Does this mean Pinterest has a business model? Not quite. But it’s substantiation that real marketing elements are in play.

And let’s face it, building a 21 million member network in two years is a pretty good qualifier of demand. Pinterest is currently a 22-person company with a prized demographic, amazing time-on-site measures, a high growth curve, hype among investors, and a better photo interface than Facebook.

Waiting to Pick Their Shot?

So, could you build a good business based on Pinterest’s set of givens. Sure, there are copyright issues which have been finessed. Just as Google Adwords did on Adsense. And yes, there is irrational hype. But as many of you pointed in earlier comments, there’s a lot of reality to Pinterest.
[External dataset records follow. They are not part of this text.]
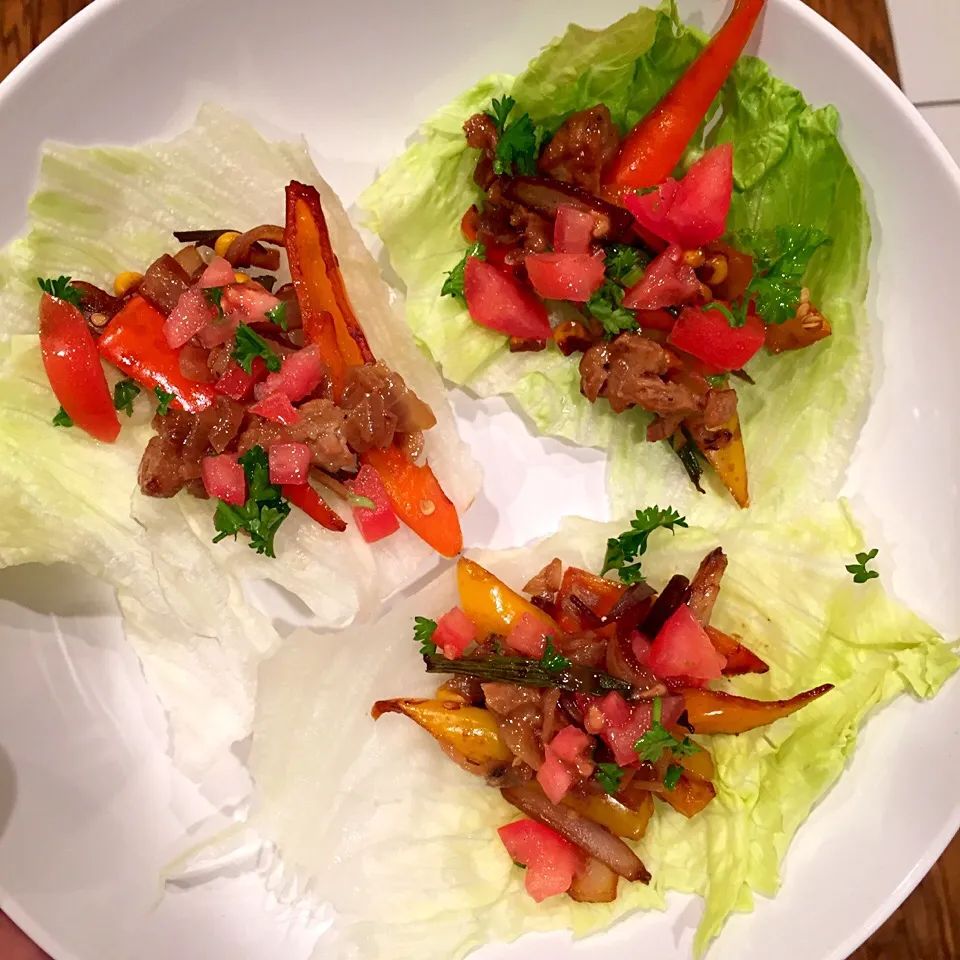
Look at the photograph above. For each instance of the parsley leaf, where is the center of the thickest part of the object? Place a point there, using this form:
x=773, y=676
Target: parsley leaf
x=124, y=393
x=61, y=289
x=781, y=258
x=62, y=419
x=609, y=775
x=453, y=285
x=553, y=661
x=859, y=569
x=423, y=629
x=625, y=264
x=278, y=315
x=518, y=141
x=250, y=344
x=263, y=512
x=623, y=550
x=672, y=777
x=163, y=408
x=651, y=746
x=604, y=306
Perhaps there’s s a difference between not having a business model, and waiting to build the right one. Isn’t that what early stage funding is for?

There’s a discussion over at Quora on all the ways Pinterest could grow revenue.

a)      Charging advertisers through branded campaigns, outbound links and traditional ads.
b)      Charging ecommerce partners for affiliate links
c)       Charging users (virtual goods, printed collections, better tools)
d)      Selling user data/analytics

I expect there’ll be a raft of “me-too” media sharing networks. (I’m pitching ideas for them already.) This is a great model, expect new competitors.

The next revolution will be image-based.

Just as mobile has driven home the understanding that interactive experiences are way beyond hyperlinks, so is Pinterest a wake-up call that content really is no longer just text on a screen.

I really don’t know if Pinterest will be the next great social network or not. Nobody does.

But I sure believe the next big winner will help people wield rich media and graphics. That makes the future more like Pinterest than perhaps anything else.